Managing Harvesting Clients

Your Dataverse Installation as a Metadata Harvester

Harvesting is a process of exchanging metadata with other repositories. As a harvesting client, your Dataverse installation can gather metadata records from remote sources. These can be other Dataverse installations or other archives that support OAI-PMH, the standard harvesting protocol. Harvested metadata records will be indexed and made searchable by your users. Clicking on a harvested dataset in the search results takes the user to the original repository. Harvested datasets cannot be edited in your Dataverse installation.

Harvested records can be kept in sync with the original repository through scheduled incremental updates, daily or weekly. Alternatively, harvests can be run on demand, by the Admin.

Managing Harvesting Clients

To start harvesting metadata from a remote OAI repository, you first create and configure a Harvesting Client.

Clients are managed on the “Harvesting Clients” page accessible via the Dashboard. Click on the Add Client button to get started.

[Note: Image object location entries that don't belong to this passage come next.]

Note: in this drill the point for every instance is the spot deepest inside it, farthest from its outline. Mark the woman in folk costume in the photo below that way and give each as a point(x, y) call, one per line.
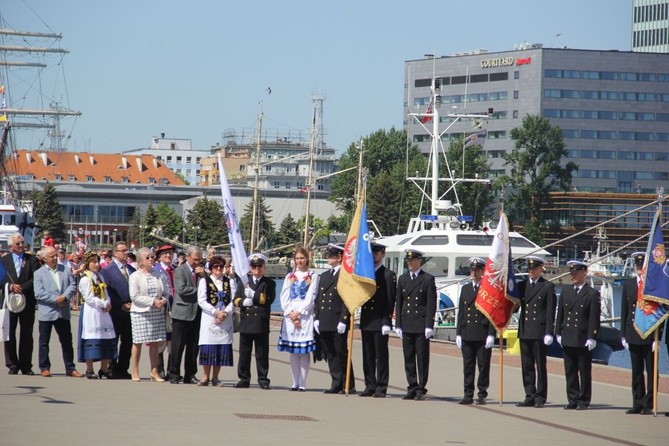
point(97, 339)
point(215, 299)
point(297, 330)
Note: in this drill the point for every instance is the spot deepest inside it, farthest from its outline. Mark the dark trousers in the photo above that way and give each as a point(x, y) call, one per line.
point(335, 347)
point(416, 351)
point(23, 360)
point(474, 352)
point(642, 357)
point(375, 361)
point(123, 329)
point(578, 373)
point(246, 344)
point(64, 332)
point(185, 337)
point(533, 364)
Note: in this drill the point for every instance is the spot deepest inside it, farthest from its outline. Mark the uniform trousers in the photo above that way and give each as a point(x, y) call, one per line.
point(533, 364)
point(335, 347)
point(578, 373)
point(64, 332)
point(416, 351)
point(246, 343)
point(25, 355)
point(375, 360)
point(642, 357)
point(474, 352)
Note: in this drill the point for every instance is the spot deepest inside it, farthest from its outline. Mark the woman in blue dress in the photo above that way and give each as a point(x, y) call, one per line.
point(297, 330)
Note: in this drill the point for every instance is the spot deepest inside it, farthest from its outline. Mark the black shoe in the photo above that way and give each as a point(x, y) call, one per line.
point(366, 393)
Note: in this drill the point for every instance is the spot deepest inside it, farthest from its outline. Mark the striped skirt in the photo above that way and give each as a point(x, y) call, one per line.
point(148, 326)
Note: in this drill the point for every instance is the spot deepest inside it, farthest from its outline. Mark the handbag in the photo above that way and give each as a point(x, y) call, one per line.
point(4, 316)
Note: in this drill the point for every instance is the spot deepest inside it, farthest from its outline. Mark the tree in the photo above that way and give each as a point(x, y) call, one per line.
point(263, 221)
point(475, 198)
point(49, 213)
point(536, 170)
point(208, 216)
point(288, 232)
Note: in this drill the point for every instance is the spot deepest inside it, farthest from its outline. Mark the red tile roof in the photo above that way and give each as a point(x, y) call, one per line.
point(90, 167)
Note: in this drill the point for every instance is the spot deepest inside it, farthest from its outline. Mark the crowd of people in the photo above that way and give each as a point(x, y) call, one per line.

The process of creating a new, or editing an existing client, is largely self-explanatory. It is split into logical steps, in a way that allows the user to go back and correct the entries made earlier. The process is interactive and guidance text is provided. For example, the user is required to enter the URL of the remote OAI server. When they click Next, the application will try to establish a connection to the server in order to verify that it is working, and to obtain the information about the sets of metadata records and the metadata formats it supports. The choices offered to the user on the next page will be based on this extra information. If the application fails to establish a connection to the remote archive at the address specified, or if an invalid response is received, the user is given an opportunity to check and correct the URL they entered.

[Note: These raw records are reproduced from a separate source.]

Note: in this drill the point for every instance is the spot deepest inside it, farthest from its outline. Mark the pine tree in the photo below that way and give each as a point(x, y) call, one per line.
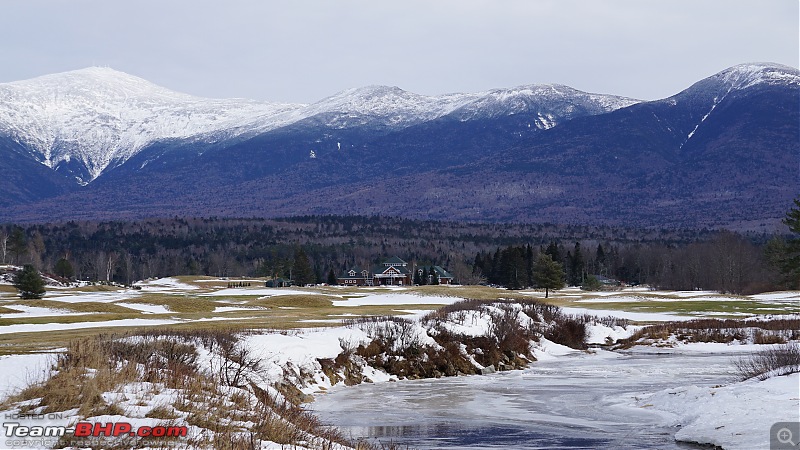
point(548, 274)
point(64, 268)
point(302, 273)
point(29, 283)
point(434, 276)
point(790, 260)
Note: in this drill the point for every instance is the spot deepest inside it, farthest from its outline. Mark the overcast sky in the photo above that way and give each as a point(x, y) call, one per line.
point(301, 51)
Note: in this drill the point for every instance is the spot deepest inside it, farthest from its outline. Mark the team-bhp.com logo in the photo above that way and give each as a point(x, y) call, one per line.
point(94, 430)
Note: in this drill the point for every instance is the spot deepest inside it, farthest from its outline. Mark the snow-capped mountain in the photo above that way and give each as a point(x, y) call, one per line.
point(723, 152)
point(91, 119)
point(88, 121)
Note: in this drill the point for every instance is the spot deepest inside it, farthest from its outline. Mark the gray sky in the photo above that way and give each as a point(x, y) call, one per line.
point(301, 51)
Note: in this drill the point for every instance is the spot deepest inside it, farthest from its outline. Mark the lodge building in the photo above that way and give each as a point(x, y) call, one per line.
point(392, 272)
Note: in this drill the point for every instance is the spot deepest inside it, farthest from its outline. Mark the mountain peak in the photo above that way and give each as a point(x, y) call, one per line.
point(743, 76)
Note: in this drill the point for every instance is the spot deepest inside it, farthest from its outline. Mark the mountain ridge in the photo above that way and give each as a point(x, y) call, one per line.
point(723, 152)
point(102, 117)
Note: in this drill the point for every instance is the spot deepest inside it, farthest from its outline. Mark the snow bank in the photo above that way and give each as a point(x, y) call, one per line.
point(19, 371)
point(396, 299)
point(738, 416)
point(599, 334)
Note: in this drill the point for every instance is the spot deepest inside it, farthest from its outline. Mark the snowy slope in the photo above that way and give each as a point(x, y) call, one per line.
point(102, 117)
point(87, 121)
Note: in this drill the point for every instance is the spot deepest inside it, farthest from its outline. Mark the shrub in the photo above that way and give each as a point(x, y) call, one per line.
point(778, 360)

Please note that in some rare cases this GUI may fail to create a client because of some unexpected errors during these real time exchanges with an OAI server that is otherwise known to be valid. For example, in the past we have had issues with servers offering very long lists of sets (really long, in the thousands). To allow an admin to still be able to create a client in a situation like that, we provide the REST API that will do so without attempting any validation in real time. This obviously makes it the responsibility of the admin to supply the values that are definitely known to be valid - a working OAI url, the name of a set that does exist on the server, and/or a supported metadata format. See the Managing Harvesting Clients section of the Native API guide for more information.

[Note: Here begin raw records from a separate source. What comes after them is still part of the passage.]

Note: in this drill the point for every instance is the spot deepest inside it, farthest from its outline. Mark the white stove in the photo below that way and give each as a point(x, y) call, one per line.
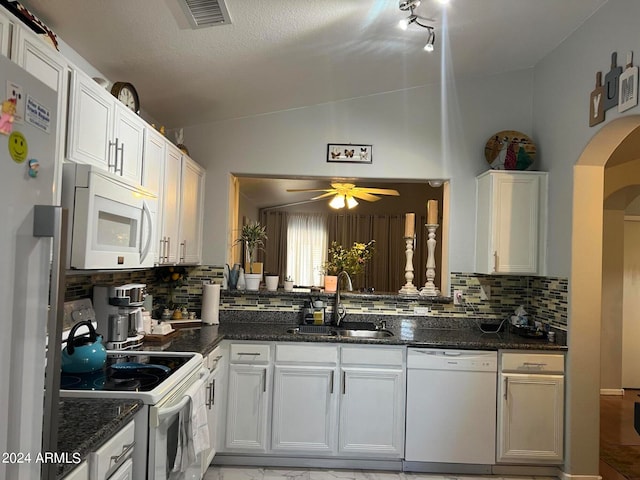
point(166, 383)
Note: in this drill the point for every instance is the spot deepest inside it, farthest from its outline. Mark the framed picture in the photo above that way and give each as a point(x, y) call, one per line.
point(349, 153)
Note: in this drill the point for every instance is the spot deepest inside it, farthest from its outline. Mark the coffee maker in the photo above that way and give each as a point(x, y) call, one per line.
point(119, 314)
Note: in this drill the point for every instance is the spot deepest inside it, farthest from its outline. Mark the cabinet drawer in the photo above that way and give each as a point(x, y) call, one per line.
point(307, 353)
point(115, 451)
point(371, 356)
point(532, 362)
point(249, 353)
point(214, 358)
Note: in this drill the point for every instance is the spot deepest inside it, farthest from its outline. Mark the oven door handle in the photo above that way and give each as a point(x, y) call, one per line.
point(163, 413)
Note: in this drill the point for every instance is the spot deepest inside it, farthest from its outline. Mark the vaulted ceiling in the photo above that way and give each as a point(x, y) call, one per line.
point(285, 54)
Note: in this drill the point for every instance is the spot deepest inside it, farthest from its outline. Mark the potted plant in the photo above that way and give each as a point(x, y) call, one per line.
point(252, 236)
point(351, 261)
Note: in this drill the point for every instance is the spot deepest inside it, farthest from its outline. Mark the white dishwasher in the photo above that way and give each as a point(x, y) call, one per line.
point(451, 410)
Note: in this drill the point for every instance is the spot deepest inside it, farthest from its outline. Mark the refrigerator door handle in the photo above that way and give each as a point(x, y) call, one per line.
point(51, 221)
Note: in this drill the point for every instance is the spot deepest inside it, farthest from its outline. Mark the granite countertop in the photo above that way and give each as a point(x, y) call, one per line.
point(413, 332)
point(85, 424)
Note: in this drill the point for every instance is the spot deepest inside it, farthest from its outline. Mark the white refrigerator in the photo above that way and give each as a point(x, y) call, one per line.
point(30, 236)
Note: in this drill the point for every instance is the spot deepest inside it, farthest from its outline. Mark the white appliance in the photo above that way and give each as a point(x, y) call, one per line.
point(451, 410)
point(30, 232)
point(165, 400)
point(113, 222)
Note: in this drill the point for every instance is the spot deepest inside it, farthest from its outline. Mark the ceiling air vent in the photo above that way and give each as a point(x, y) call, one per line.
point(206, 13)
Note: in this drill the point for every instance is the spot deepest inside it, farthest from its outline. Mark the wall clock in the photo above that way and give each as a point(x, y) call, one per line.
point(126, 93)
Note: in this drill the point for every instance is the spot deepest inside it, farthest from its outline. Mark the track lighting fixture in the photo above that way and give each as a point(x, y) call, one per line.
point(410, 6)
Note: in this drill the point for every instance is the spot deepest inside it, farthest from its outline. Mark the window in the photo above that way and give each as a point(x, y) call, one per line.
point(307, 244)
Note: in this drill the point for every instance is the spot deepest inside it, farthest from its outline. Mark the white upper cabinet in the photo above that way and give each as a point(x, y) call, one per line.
point(511, 217)
point(192, 211)
point(102, 132)
point(5, 32)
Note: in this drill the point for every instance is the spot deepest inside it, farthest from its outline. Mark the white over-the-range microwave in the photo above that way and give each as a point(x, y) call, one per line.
point(113, 222)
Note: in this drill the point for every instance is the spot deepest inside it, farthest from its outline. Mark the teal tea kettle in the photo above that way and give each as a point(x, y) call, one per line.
point(83, 354)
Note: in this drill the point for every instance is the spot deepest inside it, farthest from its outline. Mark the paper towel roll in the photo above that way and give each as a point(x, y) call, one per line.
point(210, 303)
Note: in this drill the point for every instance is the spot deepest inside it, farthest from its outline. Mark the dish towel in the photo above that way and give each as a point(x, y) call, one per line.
point(193, 433)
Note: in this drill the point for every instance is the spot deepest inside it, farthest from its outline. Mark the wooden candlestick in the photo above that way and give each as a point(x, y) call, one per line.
point(408, 288)
point(429, 289)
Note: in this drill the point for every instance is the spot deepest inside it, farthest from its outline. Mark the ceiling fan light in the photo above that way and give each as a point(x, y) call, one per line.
point(337, 202)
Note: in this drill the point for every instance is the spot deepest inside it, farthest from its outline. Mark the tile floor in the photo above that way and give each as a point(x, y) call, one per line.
point(257, 473)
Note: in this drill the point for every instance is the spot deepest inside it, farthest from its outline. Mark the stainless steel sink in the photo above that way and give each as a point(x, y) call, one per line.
point(328, 330)
point(319, 330)
point(365, 333)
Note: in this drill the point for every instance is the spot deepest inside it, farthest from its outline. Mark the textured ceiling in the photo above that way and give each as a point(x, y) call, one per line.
point(283, 54)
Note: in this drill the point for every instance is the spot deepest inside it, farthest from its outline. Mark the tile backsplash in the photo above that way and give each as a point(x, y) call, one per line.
point(485, 296)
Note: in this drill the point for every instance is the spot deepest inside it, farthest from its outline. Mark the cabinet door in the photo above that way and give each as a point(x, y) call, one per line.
point(171, 205)
point(81, 472)
point(129, 133)
point(191, 208)
point(90, 123)
point(304, 409)
point(248, 401)
point(368, 395)
point(511, 222)
point(5, 32)
point(530, 418)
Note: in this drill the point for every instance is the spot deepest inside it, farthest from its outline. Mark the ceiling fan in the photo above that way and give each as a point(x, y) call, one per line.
point(347, 193)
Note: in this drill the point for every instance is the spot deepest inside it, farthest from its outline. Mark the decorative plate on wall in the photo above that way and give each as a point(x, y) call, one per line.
point(510, 150)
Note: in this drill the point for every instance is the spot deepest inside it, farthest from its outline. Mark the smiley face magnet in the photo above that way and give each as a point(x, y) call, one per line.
point(18, 147)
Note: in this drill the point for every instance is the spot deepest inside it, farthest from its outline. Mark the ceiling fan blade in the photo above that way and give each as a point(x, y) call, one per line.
point(364, 196)
point(309, 189)
point(328, 194)
point(379, 191)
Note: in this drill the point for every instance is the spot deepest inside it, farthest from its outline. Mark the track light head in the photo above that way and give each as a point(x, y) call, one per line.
point(408, 5)
point(405, 22)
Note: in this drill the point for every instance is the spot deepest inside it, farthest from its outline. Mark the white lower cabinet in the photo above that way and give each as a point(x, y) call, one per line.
point(305, 397)
point(248, 397)
point(113, 460)
point(81, 472)
point(216, 362)
point(372, 401)
point(531, 409)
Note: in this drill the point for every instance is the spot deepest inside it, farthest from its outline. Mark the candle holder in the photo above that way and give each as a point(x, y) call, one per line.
point(429, 289)
point(408, 288)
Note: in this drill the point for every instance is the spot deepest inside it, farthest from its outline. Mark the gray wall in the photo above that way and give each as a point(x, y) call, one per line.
point(406, 129)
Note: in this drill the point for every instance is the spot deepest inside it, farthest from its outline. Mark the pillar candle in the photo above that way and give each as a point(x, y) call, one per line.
point(432, 212)
point(409, 224)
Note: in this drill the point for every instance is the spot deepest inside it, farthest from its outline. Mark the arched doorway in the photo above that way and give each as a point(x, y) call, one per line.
point(609, 163)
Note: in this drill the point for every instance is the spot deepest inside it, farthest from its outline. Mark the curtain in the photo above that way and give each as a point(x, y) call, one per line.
point(274, 255)
point(385, 271)
point(307, 247)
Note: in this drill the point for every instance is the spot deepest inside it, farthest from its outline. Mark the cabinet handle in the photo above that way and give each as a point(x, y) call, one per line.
point(115, 155)
point(208, 402)
point(121, 158)
point(184, 250)
point(126, 449)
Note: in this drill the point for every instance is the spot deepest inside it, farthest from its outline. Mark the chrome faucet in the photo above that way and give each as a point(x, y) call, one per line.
point(339, 312)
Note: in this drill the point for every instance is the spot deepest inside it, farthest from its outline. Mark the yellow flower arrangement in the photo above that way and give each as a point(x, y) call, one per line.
point(351, 261)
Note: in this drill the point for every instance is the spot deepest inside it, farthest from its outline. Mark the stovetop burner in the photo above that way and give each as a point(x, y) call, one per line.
point(125, 372)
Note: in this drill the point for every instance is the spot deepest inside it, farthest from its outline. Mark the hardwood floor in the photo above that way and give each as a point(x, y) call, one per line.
point(619, 442)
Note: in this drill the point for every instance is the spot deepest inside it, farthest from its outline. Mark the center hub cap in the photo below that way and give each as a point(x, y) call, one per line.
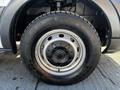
point(60, 53)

Note that as of 5.13, a new entry “Custom HTTP Header” has been added to the Step 1. of Create or Edit form. This optional field can be used to configure this client with a specific HTTP header to be added to every OAI request. This is to accommodate a (rare) use case where the remote server may require a special token of some kind in order to offer some content not available to other clients. Most OAI servers offer the same publicly-available content to all clients, so few admins will have a use for this feature. It is however on the very first, Step 1. screen in case the OAI server requires this token even for the “ListSets” and “ListMetadataFormats” requests, which need to be sent in the Step 2. of creating or editing a client. Multiple headers can be supplied separated by \n - actual “backslash” and “n” characters, not a single “new line” character.

How to Stop a Harvesting Run in Progress

Some harvesting jobs, especially the initial full harvest of a very large set - such as the default set of public datasets at IQSS - can take many hours. In case it is necessary to terminate such a long-running job, the following mechanism is provided (note that it is only available to a sysadmin with shell access to the application server): Create an empty file in the domain logs directory with the following name: stopharvest_<name>.<pid>, where <name> is the nickname of the harvesting client and <pid> is the process id of the Application Server (Payara). This flag file needs to be owned by the same user that’s running Payara, so that the application can remove it after stopping the job in progress.

For example:

sudo touch /usr/local/payara6/glassfish/domains/domain1/logs/stopharvest_bigarchive.70916
sudo chown dataverse /usr/local/payara6/glassfish/domains/domain1/logs/stopharvest_bigarchive.70916

Note: If the application server is stopped and restarted, any running harvesting jobs will be killed but may remain marked as in progress in the database. We thus recommend using the mechanism here to stop ongoing harvests prior to a server restart.

What if a Run Fails?

Each harvesting client run logs a separate file per run to the app server’s default logging directory (/usr/local/payara6/glassfish/domains/domain1/logs/ unless you’ve changed it). Look for filenames in the format harvest_TARGET_YYYY_MM_DD_timestamp.log to get a better idea of what’s going wrong.

Note that you’ll want to run a minimum of Dataverse Software 4.6, optimally 4.18 or beyond, for the best OAI-PMH interoperability.